As predicted from binding studies, armed 3A5 was much more potent than armed 11D10 in vitro and in vivo. Significantly, in a model expressing endogenous MUC16 and generating CA125, armed 3A5 achieved partial and, in some cases, complete responses conferring a marked survival advantage to the 3A5 treatment groups versus 11D10 groups and controls. Both 3A5 drug conjugates produce antitumor activity at doses that are well tolerated by rats and nonhuman primates, with transient neutropenia after exposure to 3A5-VC-MMAE being the primary toxicity. 3A5-VC-MMAE has been more efficacious than 3A5-MC-MMAF in multiple xenograft tumor models, whereas 3A5-MC-MMAF is better tolerated. 3A5 drug conjugates have exhibited excellent activity with dosing every 3 weeks (data not shown), indicating that these conjugates can be dosed with a schedule that achieves efficacy while allowing recovery from neutropenia. In our in vivo models, we have not observed any toxicities that could be attributed to armed 3A5 binding to circulating CA125. In addition, a phase I trial evaluating drug-conjugated antibodies against MUC1 did not find any correlation of toxicities with the levels of circulating MUC1 ECD ( 26).

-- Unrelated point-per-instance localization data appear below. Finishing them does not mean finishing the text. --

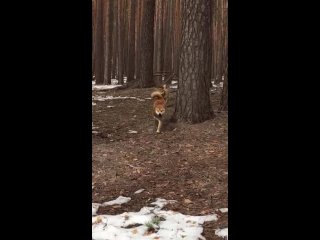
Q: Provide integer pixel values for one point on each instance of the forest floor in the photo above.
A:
(186, 163)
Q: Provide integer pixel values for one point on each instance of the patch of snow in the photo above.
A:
(104, 87)
(132, 225)
(95, 207)
(223, 210)
(100, 98)
(114, 81)
(222, 232)
(132, 131)
(139, 191)
(120, 200)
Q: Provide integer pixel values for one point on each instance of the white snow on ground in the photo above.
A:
(133, 225)
(132, 131)
(119, 200)
(100, 98)
(104, 87)
(223, 210)
(95, 207)
(222, 232)
(139, 191)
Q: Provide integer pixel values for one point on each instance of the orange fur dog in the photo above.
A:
(160, 97)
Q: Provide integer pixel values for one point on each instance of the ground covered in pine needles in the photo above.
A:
(187, 163)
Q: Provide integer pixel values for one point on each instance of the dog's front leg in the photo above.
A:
(159, 126)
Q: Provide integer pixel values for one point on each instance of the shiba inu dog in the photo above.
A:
(160, 97)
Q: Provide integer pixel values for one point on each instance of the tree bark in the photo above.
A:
(108, 27)
(120, 42)
(158, 51)
(131, 41)
(224, 95)
(193, 98)
(99, 49)
(147, 40)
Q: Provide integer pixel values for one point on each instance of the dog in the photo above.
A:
(160, 97)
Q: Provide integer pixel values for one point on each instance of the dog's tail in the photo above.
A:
(156, 95)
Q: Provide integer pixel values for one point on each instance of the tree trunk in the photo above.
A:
(158, 51)
(176, 38)
(147, 31)
(94, 13)
(99, 52)
(108, 27)
(120, 42)
(137, 39)
(224, 95)
(131, 41)
(193, 98)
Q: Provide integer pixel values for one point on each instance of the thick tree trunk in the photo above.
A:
(99, 52)
(137, 38)
(94, 10)
(146, 48)
(131, 41)
(224, 95)
(108, 27)
(120, 42)
(193, 98)
(176, 37)
(158, 51)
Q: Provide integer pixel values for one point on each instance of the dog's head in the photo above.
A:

Epithelial ovarian cancers are frequently diagnosed at a late stage. Although most patients respond initially to chemotherapy (commonly paclitaxel combined with a platinum drug), the majority will relapse and experience diminishing responses to therapy, with a poor prognosis. Treatment of this disease would benefit greatly from a novel therapeutic modality. The impressive efficacy of armed 3A5 in rodent tumor models, combined with the selectivity of the antibody for MUC16 and its consequent relative safety in rats and nonhuman primates, makes this strategy a promising approach for the treatment of epithelial ovarian cancers. The preclinical data suggest an encouraging therapeutic index, and those patients who might benefit from armed 3A5 would be readily identified by the presence of circulating CA125 and/or immunohistochemical detection of MUC16. We are presently extending these studies to other models and evaluating the effects, if any, of chemotherapeutic resistance.